AI agent pipeline that builds a single-sector equal-weight portfolio — critique + how would you diversify across sectors?
Disclosure up front: I built the tool that generated this. Not investment advice — paper only. Sharing because the output is what this sub critiques, and I want input on a design decision.
I've been building an agent pipeline that builds an equal-weight portfolio within a single sector. You pick the sector; it screens the names, the AI does the qualitative reasoning (macro/technical/fundamental), and a deterministic step handles the equal-weight allocation and trade math — the model never assigns the weights.
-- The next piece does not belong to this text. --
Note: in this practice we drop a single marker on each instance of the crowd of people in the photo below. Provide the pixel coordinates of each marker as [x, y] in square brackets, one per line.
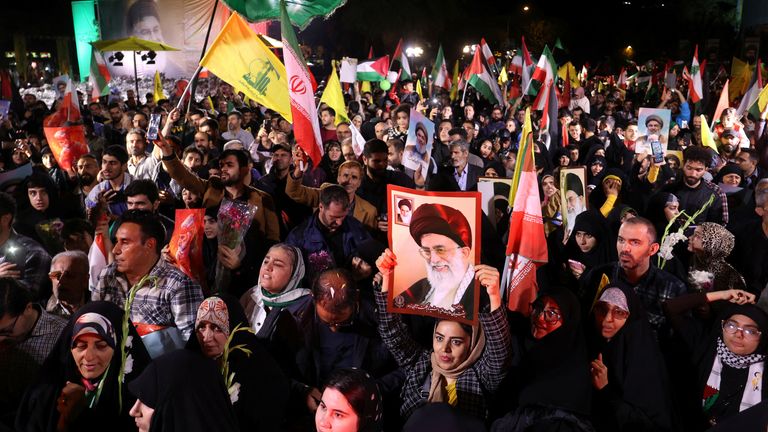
[649, 314]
Here's a recent Technology run (equal-weight, ~20% each):
- MSFT
- ANET
- GOOGL
- META
- NVDA
The design choice I'm wrestling with: right now it's single-sector by design — deep within one sector rather than shallow across many. That keeps the comparison clean (every name faces the same sector tailwinds/headwinds) but obviously gives you zero cross-sector diversification.
What I'd love the sub's take on:
- For a single-sector book, is equal-weight the right call, or would you tilt by conviction?
- I'm planning a multi-sector mode next. Would you build it as equal-weight across sectors, cap-weighted by sector size, or risk-parity? Each has a very different risk profile.
- Single-sector concentration is the obvious weakness — how would you hedge it without abandoning the "go deep in one sector" premise?
Happy to explain how the pipeline reasons about any pick. (Tool link in a comment for anyone curious — not the point of the post.)